When changes are made to a RAID1, RAID4, RAID5, RAID6, or RAID10 array there is a possibility of inconsistency for short periods of time as each update requires at least two block to be written to different devices, and these writes probably won't happen at exactly the same time. Thus if a system with one of these arrays is shutdown in the middle of a write operation (e.g. due to power failure), the array may not be consistent.

To handle this situation, the md driver marks an array as "dirty" before writing any data to it, and marks it as "clean" when the array is being disabled, e.g. at shutdown. If the md driver finds an array to be dirty at startup, it proceeds to correct any possibly inconsistency. For RAID1, this involves copying the contents of the first drive onto all other drives. For RAID4, RAID5 and RAID6 this involves recalculating the parity for each stripe and making sure that the parity block has the correct data. For RAID10 it involves copying one of the replicas of each block onto all the others. This process, known as "resynchronising" or "resync" is performed in the background. The array can still be used, though possibly with reduced performance.

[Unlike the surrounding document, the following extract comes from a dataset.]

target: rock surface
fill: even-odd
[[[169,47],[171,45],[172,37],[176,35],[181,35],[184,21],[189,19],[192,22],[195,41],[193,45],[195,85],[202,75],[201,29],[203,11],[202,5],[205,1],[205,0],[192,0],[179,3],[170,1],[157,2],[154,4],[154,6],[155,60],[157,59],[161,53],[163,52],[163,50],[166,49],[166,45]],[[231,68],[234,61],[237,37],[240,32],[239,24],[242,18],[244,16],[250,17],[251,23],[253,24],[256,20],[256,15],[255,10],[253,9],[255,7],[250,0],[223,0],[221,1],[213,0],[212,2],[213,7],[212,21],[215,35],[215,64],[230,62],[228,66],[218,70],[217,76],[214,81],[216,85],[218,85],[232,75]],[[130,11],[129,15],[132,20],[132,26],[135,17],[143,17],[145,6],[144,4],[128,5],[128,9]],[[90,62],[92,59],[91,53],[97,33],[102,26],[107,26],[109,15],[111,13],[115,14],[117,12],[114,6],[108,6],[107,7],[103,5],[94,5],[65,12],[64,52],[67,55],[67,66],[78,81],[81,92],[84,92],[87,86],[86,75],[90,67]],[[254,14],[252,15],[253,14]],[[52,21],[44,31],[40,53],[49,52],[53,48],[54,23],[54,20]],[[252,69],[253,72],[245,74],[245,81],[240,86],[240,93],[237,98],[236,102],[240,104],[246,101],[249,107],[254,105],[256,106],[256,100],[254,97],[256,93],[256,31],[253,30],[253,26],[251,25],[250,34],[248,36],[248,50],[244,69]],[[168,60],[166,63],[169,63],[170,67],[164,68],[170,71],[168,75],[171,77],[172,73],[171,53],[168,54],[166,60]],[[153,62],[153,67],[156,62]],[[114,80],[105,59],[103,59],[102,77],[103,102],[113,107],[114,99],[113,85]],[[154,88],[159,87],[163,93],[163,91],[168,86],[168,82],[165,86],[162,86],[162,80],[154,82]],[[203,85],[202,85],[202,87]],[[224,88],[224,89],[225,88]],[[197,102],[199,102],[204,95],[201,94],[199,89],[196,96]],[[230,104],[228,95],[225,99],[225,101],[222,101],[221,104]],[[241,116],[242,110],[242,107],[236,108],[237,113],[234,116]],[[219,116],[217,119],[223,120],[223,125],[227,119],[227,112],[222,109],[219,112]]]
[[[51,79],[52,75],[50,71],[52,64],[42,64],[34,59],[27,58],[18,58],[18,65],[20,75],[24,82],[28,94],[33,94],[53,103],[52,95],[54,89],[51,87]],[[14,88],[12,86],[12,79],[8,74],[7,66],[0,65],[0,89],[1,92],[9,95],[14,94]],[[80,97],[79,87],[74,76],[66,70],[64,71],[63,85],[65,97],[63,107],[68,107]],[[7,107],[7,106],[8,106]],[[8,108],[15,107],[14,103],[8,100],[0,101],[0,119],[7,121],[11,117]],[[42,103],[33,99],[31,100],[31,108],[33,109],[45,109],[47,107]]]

If a RAID4, RAID5 or RAID6 array is degraded (missing at least one drive, two for RAID6) when it is restarted after an unclean shutdown, it cannot recalculate parity, and so it is possible that data might be undetectably corrupted. The 2.4 md driver does not alert the operator to this condition. The 2.6 md driver will fail to start an array in this condition without manual intervention, though this behaviour can be overridden by a kernel parameter.

It's plausible that a disk in the RAID failed after the RAID was safely and normally disabled by the system (at, e.g., a shutdown). In other words, the disk failure happened with the RAID in a consistent, synchronized state. The RAID would then be flagged "clean", and, when it was next enabled and one of its disks failed, the flag would remain.